The deeper tissue penetration and limited autofluorescence of NIR fluorescence imaging gives this type of light advantages over visible-light fluorescence imaging. Rosenthal is involved in ongoing clinical trials using fluorescence in brain, pancreas, skin, and head and neck tumors.
Combining an antibody with an agent “lit up tumors beautifully,” he said.
The Surgery, Intervention, and Engineering Symposium attracted more than 100 people and, for the first time, included a forum on next-generation surgical devices and systems sponsored by The Vanderbilt Center for Technology Transfer & Commercialization. The Innovation & Investment Partnering Forum featured Joshua Phillips, managing partner at Catalyst Health Ventures; Dr. Aftab Kherani, partner at Aisling Capital; Dr. Charles Bridges, vice president of medical devices at Johnson & Johnson and the company’s global cardiovascular therapeutic area expert; and Amit Mulgaonkar, associate at Mithril Capital Management LLC.

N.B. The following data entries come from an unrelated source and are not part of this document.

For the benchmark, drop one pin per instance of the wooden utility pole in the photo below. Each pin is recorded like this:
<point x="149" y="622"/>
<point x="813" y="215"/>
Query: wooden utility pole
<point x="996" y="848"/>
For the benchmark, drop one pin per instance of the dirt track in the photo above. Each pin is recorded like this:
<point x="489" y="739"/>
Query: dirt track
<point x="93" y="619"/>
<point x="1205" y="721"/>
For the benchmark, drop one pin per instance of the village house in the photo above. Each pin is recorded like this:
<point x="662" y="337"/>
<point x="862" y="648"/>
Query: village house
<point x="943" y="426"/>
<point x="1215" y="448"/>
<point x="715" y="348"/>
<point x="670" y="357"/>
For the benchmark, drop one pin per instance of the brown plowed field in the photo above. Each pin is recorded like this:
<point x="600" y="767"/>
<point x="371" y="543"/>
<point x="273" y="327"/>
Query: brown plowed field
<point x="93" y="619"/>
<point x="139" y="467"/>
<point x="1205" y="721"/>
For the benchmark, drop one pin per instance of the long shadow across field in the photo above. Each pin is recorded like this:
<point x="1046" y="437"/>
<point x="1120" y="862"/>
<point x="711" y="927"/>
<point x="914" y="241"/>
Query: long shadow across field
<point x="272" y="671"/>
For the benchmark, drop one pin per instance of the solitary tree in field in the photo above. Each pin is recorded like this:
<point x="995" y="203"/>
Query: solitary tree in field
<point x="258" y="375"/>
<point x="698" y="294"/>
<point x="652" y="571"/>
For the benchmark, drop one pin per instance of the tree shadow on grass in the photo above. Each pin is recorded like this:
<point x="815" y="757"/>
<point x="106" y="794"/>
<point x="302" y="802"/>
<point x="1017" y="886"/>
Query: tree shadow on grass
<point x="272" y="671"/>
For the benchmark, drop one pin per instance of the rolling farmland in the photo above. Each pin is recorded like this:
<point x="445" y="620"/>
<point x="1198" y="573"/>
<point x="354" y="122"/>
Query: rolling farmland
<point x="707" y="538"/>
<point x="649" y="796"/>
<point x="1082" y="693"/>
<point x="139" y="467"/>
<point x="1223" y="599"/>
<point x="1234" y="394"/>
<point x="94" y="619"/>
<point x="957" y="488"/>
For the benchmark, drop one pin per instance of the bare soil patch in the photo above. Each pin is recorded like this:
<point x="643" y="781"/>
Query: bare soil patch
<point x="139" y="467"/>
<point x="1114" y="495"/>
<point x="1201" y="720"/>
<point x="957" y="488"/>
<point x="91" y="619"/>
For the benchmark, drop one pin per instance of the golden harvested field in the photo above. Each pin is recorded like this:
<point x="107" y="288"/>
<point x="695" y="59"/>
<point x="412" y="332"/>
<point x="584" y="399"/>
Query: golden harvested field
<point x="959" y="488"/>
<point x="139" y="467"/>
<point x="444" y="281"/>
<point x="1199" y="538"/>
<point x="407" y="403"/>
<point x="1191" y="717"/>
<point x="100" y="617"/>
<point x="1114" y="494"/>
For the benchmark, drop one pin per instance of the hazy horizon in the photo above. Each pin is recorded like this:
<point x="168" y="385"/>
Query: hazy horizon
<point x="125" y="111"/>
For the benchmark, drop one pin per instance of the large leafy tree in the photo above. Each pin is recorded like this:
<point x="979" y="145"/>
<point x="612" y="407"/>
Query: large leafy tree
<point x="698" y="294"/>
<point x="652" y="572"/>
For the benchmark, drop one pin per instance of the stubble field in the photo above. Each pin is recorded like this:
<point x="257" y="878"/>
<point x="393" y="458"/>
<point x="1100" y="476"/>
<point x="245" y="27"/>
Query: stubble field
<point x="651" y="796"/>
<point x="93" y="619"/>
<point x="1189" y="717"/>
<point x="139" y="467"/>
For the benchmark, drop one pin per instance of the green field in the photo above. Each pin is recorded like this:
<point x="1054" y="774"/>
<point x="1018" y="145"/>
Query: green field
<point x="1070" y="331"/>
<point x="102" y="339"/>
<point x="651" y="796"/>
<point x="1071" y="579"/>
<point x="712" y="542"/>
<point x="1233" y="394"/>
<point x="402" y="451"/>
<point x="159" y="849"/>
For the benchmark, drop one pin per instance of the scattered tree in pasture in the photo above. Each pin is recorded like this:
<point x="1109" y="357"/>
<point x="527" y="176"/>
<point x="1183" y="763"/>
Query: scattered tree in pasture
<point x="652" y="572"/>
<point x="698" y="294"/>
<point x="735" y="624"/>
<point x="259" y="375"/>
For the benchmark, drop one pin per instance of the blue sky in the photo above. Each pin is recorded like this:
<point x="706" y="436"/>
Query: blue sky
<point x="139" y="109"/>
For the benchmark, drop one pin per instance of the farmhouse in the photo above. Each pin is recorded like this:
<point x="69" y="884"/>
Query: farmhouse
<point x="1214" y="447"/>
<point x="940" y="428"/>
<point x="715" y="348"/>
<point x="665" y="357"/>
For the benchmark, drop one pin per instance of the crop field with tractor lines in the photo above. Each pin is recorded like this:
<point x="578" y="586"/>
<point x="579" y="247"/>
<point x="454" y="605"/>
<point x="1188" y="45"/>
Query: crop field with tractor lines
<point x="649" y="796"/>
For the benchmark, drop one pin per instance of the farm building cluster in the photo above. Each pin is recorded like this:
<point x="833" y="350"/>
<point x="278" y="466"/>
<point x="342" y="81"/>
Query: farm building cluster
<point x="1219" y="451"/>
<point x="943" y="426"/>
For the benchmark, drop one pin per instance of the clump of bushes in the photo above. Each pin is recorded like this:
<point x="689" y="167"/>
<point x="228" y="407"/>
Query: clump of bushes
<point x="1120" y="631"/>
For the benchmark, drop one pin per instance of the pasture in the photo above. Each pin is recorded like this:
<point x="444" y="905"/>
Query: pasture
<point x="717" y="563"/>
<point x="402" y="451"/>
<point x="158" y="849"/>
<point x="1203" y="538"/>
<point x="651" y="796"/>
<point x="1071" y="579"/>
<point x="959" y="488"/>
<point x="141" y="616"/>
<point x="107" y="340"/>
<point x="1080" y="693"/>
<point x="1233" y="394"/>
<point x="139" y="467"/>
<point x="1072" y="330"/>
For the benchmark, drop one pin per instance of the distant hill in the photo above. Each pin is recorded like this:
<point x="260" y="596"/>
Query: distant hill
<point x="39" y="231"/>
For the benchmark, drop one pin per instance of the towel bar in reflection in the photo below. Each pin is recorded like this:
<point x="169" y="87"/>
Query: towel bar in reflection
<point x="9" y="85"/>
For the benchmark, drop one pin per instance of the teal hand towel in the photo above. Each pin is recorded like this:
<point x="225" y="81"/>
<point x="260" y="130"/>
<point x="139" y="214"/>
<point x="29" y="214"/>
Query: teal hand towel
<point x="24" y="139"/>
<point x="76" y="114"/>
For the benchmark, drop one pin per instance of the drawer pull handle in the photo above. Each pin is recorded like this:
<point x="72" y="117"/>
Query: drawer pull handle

The chance to hear from investors was a meaningful addition, attendees said. The forum underscored another key theme of the day — partnership.
Rosenthal praised VISE, calling it a model for how engineers and surgeons can work together to advance procedural medicine and improve patient outcomes. He also provided a glimpse into how surgeons think.
“We see tissue differently,” he said. “We react with tissue in a different way.”
“Surgeons love what they do and it is not easy to get into the lab,” Rosenthal said. “In medical school they are told to do research but when they start practicing there is ‘no time.’ But we are all grownups and can make our own choices.”
Showing a new technology reduces recurrences, minimizes complications, or preserves more organ function is only part of the journey. The road requires not only regulatory approval but working with insurance companies so healthcare providers can get reimbursed for using new approaches, Rosenthal said.
Diagnostics are different than therapeutics, and in Rosenthal’s research specialty, surgeons, scientists, industry representatives, and other key parties hold annual meetings to share new research and likely directions. He believes those discussions are crucial to regulatory and reimbursement approval.
“They help establish an academic-industry relationship,” Rosenthal said. “Nothing is going to get to market without industry. Period.”